His black hair hung loose around his face, strands clinging to skin pale against the dark. His eyes were white—so white they almost glowed, veins of faint red creeping outward like cracks in glass. In his hand, he held a scythe taller than he was, its blade curved and jagged, catching what little light seeped through the fog.

He did not move. He only watched.

The fog shifted. Something moved within it.

The air trembled with the weight of it, a shape too large to see fully, steps echoing like thunder muffled by distance. Its form was hidden, swallowed by the black haze, but its presence pressed down on the ruins like a storm waiting to break.

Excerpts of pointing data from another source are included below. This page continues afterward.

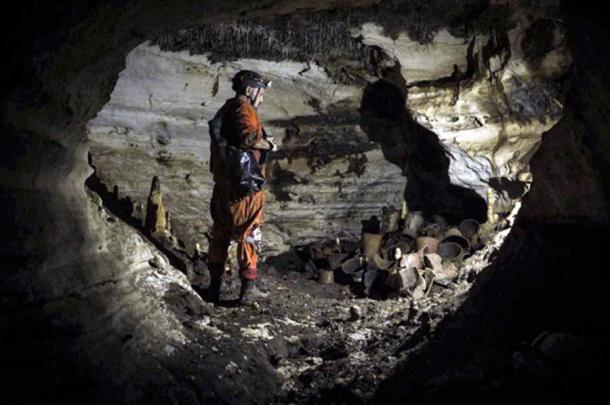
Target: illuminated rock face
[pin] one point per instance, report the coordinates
(327, 177)
(488, 98)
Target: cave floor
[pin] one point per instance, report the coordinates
(319, 347)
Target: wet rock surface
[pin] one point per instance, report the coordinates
(116, 324)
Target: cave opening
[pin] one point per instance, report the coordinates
(117, 309)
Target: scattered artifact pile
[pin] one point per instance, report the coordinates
(404, 255)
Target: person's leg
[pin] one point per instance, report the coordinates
(247, 258)
(217, 256)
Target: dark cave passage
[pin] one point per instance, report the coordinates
(96, 309)
(418, 151)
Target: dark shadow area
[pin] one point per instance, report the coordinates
(418, 151)
(535, 284)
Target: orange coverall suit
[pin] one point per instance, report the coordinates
(234, 216)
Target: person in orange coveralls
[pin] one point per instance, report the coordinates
(237, 217)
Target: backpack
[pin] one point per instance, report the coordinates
(239, 164)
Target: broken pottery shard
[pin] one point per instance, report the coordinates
(352, 265)
(430, 243)
(390, 218)
(381, 263)
(412, 260)
(408, 278)
(434, 261)
(370, 243)
(355, 313)
(335, 259)
(155, 223)
(369, 278)
(448, 272)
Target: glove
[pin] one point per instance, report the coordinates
(273, 145)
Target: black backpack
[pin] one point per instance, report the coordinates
(241, 166)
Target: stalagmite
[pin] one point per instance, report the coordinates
(155, 222)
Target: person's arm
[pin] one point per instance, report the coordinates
(249, 130)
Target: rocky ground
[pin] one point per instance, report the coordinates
(312, 342)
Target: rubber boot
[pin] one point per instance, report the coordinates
(214, 288)
(250, 292)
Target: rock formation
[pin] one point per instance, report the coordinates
(92, 312)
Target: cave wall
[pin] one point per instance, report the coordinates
(327, 177)
(62, 71)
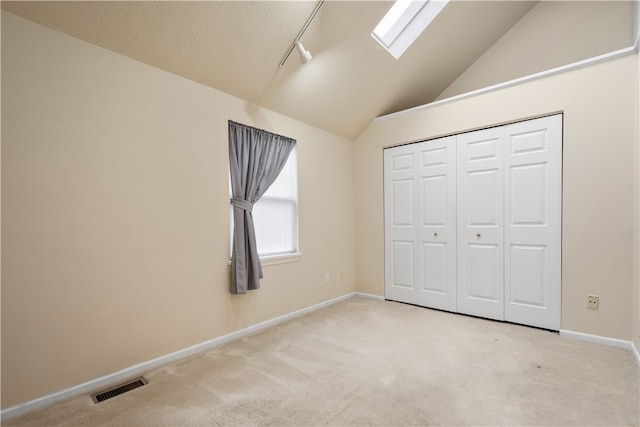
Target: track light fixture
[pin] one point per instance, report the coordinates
(305, 55)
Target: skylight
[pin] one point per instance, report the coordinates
(404, 22)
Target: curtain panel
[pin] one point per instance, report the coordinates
(256, 158)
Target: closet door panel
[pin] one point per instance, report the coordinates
(401, 223)
(480, 224)
(533, 200)
(437, 230)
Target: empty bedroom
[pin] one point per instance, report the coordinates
(320, 213)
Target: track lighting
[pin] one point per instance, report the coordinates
(305, 55)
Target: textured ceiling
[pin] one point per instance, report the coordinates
(236, 46)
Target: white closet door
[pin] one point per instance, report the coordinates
(533, 200)
(480, 223)
(401, 224)
(437, 228)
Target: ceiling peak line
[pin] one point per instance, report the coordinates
(296, 42)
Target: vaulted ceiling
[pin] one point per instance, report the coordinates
(236, 46)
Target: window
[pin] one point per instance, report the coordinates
(404, 22)
(275, 215)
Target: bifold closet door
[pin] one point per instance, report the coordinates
(533, 213)
(480, 223)
(420, 230)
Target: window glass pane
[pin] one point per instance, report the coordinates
(275, 214)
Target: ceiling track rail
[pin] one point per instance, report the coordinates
(301, 33)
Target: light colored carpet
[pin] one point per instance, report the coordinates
(364, 362)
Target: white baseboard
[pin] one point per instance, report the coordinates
(612, 342)
(370, 296)
(636, 353)
(144, 367)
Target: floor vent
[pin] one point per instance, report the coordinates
(113, 392)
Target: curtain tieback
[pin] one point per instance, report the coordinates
(242, 204)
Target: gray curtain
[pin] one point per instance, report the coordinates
(256, 158)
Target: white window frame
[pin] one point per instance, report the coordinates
(282, 257)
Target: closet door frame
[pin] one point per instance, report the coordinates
(507, 242)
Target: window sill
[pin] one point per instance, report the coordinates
(280, 259)
(277, 259)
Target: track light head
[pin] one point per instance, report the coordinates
(305, 55)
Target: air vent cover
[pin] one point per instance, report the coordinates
(115, 391)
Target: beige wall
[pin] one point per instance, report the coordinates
(635, 300)
(552, 34)
(598, 189)
(115, 214)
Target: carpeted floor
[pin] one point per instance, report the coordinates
(364, 362)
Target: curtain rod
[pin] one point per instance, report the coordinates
(301, 33)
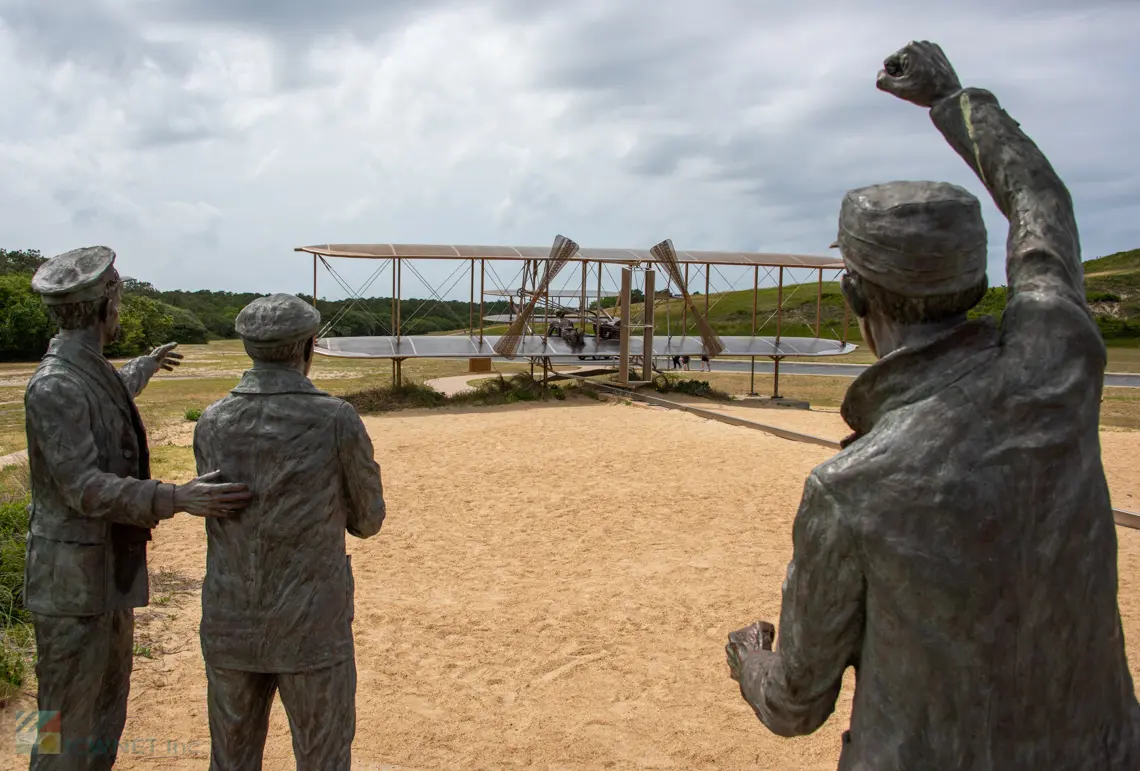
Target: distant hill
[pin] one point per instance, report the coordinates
(152, 316)
(1112, 287)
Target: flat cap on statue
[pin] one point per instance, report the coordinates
(914, 238)
(277, 319)
(75, 276)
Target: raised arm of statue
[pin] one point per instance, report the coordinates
(1044, 249)
(794, 690)
(58, 415)
(361, 479)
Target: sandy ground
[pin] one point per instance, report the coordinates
(552, 589)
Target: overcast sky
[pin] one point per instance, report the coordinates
(204, 139)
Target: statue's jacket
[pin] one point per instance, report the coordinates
(960, 551)
(278, 589)
(94, 503)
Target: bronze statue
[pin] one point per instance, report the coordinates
(94, 505)
(277, 601)
(960, 552)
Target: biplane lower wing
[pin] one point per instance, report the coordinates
(454, 346)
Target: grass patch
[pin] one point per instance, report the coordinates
(689, 387)
(488, 391)
(17, 640)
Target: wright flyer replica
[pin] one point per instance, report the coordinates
(571, 323)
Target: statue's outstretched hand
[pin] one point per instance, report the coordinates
(210, 496)
(165, 357)
(755, 636)
(919, 73)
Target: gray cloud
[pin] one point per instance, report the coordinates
(206, 138)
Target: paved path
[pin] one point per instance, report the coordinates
(764, 367)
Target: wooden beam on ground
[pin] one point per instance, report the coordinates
(1126, 518)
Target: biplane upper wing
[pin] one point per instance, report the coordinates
(612, 256)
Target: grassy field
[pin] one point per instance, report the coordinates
(210, 371)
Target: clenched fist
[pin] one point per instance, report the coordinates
(919, 73)
(755, 636)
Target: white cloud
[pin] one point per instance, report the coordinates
(205, 144)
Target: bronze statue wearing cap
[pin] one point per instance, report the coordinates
(94, 505)
(277, 600)
(960, 551)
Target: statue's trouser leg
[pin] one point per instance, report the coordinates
(322, 715)
(238, 706)
(83, 667)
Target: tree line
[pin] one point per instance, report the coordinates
(151, 316)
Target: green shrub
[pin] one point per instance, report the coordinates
(1102, 297)
(700, 388)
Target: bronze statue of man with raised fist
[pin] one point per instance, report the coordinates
(960, 551)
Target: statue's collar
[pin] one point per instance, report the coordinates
(912, 374)
(275, 380)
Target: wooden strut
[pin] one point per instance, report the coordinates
(597, 306)
(648, 326)
(819, 306)
(684, 309)
(624, 327)
(756, 291)
(775, 360)
(399, 292)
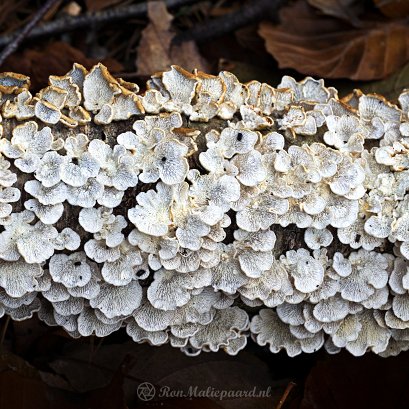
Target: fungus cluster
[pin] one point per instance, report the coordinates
(205, 211)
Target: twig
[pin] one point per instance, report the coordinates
(252, 11)
(70, 23)
(24, 32)
(287, 391)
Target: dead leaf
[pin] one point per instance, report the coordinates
(96, 5)
(20, 384)
(345, 9)
(156, 52)
(393, 8)
(321, 46)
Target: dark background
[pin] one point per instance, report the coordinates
(349, 43)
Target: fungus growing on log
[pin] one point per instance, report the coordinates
(204, 211)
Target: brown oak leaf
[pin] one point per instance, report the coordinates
(156, 51)
(318, 45)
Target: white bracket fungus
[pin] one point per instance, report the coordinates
(204, 211)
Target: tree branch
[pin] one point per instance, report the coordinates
(70, 23)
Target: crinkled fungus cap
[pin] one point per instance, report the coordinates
(205, 211)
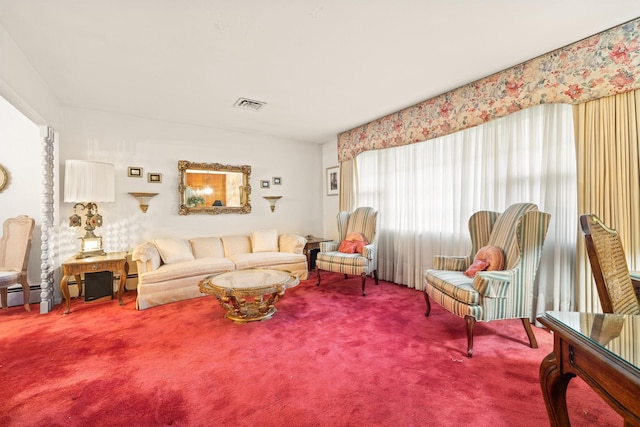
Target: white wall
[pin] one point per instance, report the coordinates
(330, 205)
(23, 87)
(20, 156)
(157, 146)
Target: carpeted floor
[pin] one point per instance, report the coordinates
(329, 357)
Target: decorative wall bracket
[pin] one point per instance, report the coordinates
(143, 199)
(272, 201)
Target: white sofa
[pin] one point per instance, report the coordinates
(170, 270)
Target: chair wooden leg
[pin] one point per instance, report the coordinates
(533, 343)
(471, 322)
(426, 299)
(26, 293)
(3, 297)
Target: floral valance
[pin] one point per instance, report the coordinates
(602, 65)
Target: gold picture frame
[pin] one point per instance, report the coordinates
(134, 172)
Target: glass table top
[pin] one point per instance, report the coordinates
(617, 333)
(254, 278)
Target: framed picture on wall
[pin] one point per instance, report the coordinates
(135, 172)
(333, 181)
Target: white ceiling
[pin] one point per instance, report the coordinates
(322, 66)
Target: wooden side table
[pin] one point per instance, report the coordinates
(313, 244)
(115, 262)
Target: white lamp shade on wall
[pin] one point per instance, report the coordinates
(89, 181)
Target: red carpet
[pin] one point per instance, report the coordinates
(329, 357)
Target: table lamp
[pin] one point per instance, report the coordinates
(85, 184)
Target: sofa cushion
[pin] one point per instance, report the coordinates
(454, 284)
(265, 259)
(174, 250)
(207, 247)
(235, 245)
(264, 241)
(183, 269)
(291, 243)
(478, 265)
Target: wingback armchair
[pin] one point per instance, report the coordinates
(363, 221)
(15, 245)
(519, 232)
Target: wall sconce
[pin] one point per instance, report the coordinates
(143, 199)
(272, 201)
(86, 183)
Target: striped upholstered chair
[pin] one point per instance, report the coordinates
(492, 295)
(609, 267)
(364, 221)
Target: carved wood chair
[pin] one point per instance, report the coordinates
(15, 245)
(363, 221)
(519, 232)
(609, 267)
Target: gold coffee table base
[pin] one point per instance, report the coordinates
(249, 295)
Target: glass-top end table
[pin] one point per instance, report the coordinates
(603, 350)
(249, 295)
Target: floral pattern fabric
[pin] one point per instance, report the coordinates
(602, 65)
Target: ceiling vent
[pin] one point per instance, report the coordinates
(249, 104)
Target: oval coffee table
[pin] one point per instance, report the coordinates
(251, 294)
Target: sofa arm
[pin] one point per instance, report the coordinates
(291, 243)
(369, 251)
(329, 246)
(493, 284)
(147, 257)
(451, 263)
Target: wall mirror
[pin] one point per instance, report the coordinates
(213, 188)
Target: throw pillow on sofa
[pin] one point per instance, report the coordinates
(489, 258)
(174, 250)
(264, 241)
(352, 244)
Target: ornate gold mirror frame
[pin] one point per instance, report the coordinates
(213, 188)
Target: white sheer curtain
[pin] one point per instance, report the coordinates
(426, 192)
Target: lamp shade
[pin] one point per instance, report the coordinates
(88, 181)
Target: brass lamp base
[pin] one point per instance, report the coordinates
(90, 246)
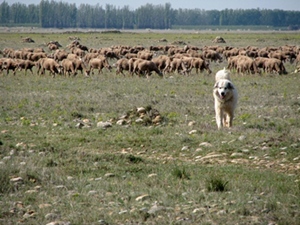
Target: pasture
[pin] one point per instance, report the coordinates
(58, 165)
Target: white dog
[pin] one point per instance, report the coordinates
(226, 98)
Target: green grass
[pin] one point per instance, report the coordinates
(245, 175)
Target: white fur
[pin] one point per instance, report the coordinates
(223, 74)
(226, 98)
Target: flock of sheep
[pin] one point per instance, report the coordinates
(142, 61)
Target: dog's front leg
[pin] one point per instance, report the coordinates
(219, 117)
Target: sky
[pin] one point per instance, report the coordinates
(185, 4)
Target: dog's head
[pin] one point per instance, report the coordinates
(223, 89)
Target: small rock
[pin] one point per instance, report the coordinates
(236, 154)
(242, 137)
(79, 125)
(104, 125)
(191, 123)
(142, 197)
(17, 180)
(51, 216)
(184, 148)
(193, 132)
(152, 175)
(141, 110)
(46, 205)
(205, 144)
(121, 122)
(93, 192)
(109, 175)
(31, 191)
(154, 209)
(123, 212)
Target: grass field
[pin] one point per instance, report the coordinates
(57, 166)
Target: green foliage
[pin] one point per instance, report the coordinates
(216, 184)
(180, 170)
(66, 15)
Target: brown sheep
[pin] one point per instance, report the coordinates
(145, 55)
(26, 65)
(275, 65)
(97, 63)
(59, 55)
(35, 56)
(80, 65)
(10, 64)
(161, 62)
(212, 56)
(145, 67)
(48, 64)
(200, 64)
(246, 64)
(68, 67)
(122, 64)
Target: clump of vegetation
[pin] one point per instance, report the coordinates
(216, 184)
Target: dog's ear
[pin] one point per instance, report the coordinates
(216, 85)
(230, 86)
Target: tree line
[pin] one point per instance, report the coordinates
(53, 14)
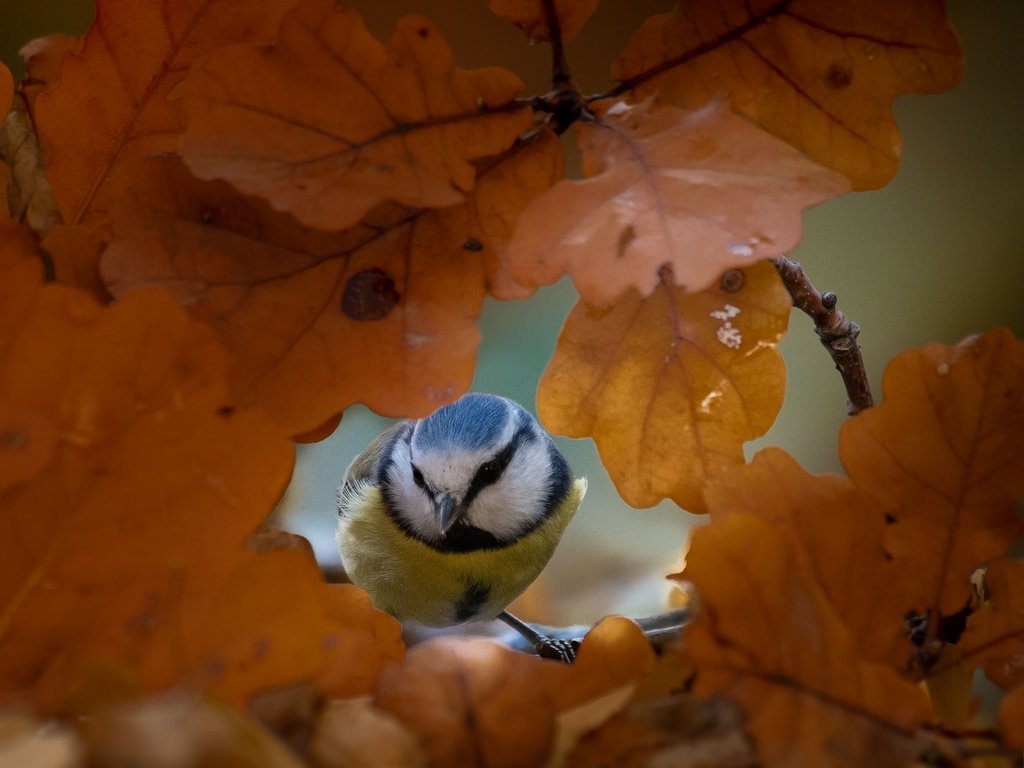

The man didn't flinch. His blurred vision caught only fragments—shapes, outlines, hints of a body too vast to name. He gripped the scythe tighter, head tilting slightly as though listening to a voice no one else could hear.

The fog thickened, curling closer. The shape within it shifted again, deliberate, inevitable, moving toward him.

And still, he didn't move.

---

Back in her apartment, Aoi clipped the last piece of laundry, stepping back to admire the crooked line. Her phone buzzed again, louder this time. She grabbed it, rolling her eyes.

Another update. Another reminder. Another call into the world beyond her little bubble.

She sighed, tossing the phone onto her bed.

"Can't even enjoy laundry day," she muttered.

The sunlight warmed her face. The world felt safe, ordinary.

But far away, in the ruins, the fog closed in.